そこで、排気の反作用を動力とするだけでなく、排気のエネルギーを使ってプロペラを回すことによる推力も付与したエンジンである。
タービンを使って排気のエネルギーを回収し、減速用歯車で適当な速度まで減速した上でプロペラを稼働させる。
推力の大半はプロペラ由来で、排気が推進に全く寄与していないものもある。
低速での効率はターボジェットと比較して大幅に改善されたが、プロペラは気流との相対速度が音速に近づくと効率が劇的に悪化する欠点があり、機体速度は700km/hまでが実用的な速度域とされている。
ターボプロップのくせに920km/hも出る外道も居るけど。
Tu-95「呼んだかね?」
…結局プロペラで飛ぶから最高速もあまり変わらない、じゃあレシプロ(ピストン)エンジンで良いんじゃないの?とお思いかもしれないが、ターボプロップはジェット、というかタービンエンジン由来の「シンプル構造で軽量かつ高出力」という特徴はちゃんと持っており、何よりも
主要部の構造が同じなので他のジェットエンジンと燃料を共通化できる
という大変大きなメリットが存在する。
飛ぶ原理自体は同じプロペラであるため、超高速で回転するプロペラそのものが大きな騒音を発生させるという、レシプロエンジン機と全く同じデメリットも存在する。
ターボファンエンジン
ターボジェットエンジン(以降コアエンジン)の前方に、エンジンよりも直径の大きなファンを搭載、でもってこれを丸ごとエンジンカウルで覆う。
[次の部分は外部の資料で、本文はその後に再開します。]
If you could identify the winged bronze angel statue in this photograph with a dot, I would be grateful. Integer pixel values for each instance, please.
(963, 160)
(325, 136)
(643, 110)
するとファンから送られた気流の一部がコアエンジンに入らず、コアエンジンとカウルの間を迂回することになる。
これがエンジン末端でコアエンジンから噴出したジェット流と混合される。すると全体の速度が平均化されて気流が程よい速度に落ち着き、所定の速度域での実質推力、燃費を増す、騒音を軽減する、等の効果が得られる。
カウル内に吸気する段階で気流が減速されるのでファンと気流の相対速度も音速に達しづらく、音速を超えてもある程度までは大丈夫。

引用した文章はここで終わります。